Co-Parenting and Technology

During a divorce or custody case, the court will make a decision regarding visitation and custody based on what is in the child’s best interest.  What is in the child’s best interest will be decided based on a list of factors found in New Jersey statutes.  The New Jersey legislature specifically recognizes that it is in the children’s best interest to maximize the contact and time between the parents and the children.  Technology can be a good way to help maximize that contact after your divorce or separation, and help facilitate co-parenting.

One way technology can be useful with co-parenting is the use of Skype or FaceTime.  Although calling your children regularly is a good way to connect with teenagers, it is not always an effective method of communication with young children.  With an option like Skype, it is easier to speak and communicate with a toddler, or even play with an infant. 

For older children, having an email account for your child can be a good way to send messages and connect with your child.  Texting or other messaging services can provide a similar type of contact.  However, parents should be cautious that they do not message so frequently as to disrupt the other parent’s visitation.

Technology can also be used to help smooth your communication with the other parent.  After a divorce or separation, there may be lingering resentment or anger between the parents, making face to face interaction stressful and difficult.  Using text or email to discuss issues and exchange information can allow parties the time and space needed to carefully craft a response. 
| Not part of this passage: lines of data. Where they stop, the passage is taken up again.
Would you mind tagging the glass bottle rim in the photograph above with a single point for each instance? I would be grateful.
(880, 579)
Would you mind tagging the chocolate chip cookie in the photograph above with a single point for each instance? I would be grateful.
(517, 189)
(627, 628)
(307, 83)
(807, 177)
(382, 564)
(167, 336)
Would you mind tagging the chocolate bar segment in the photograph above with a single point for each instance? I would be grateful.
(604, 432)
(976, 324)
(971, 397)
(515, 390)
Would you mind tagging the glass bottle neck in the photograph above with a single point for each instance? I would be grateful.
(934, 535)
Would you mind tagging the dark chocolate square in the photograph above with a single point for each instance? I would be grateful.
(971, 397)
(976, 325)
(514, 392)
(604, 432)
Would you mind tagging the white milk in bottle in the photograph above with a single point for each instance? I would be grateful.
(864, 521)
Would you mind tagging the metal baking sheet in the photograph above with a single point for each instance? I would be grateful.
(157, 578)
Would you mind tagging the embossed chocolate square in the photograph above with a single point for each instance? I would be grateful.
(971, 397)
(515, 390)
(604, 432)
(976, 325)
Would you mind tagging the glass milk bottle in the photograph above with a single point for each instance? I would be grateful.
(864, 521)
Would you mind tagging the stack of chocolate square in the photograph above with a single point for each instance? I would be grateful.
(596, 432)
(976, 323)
Parents should be aware that text messages, email, or other electronic communications are admissible in court.  In other words, that text you sent out of anger to the other parent can come back to haunt you.  Similarly, if you disparage your co-parent in an email to your child, that can later be brought up in a custody hearing.  Emails and text exchanges can also work to your benefit, however, if you need to demonstrate that you have been attempting to cooperate and communicate with the co-parent, but these attempts are not successful.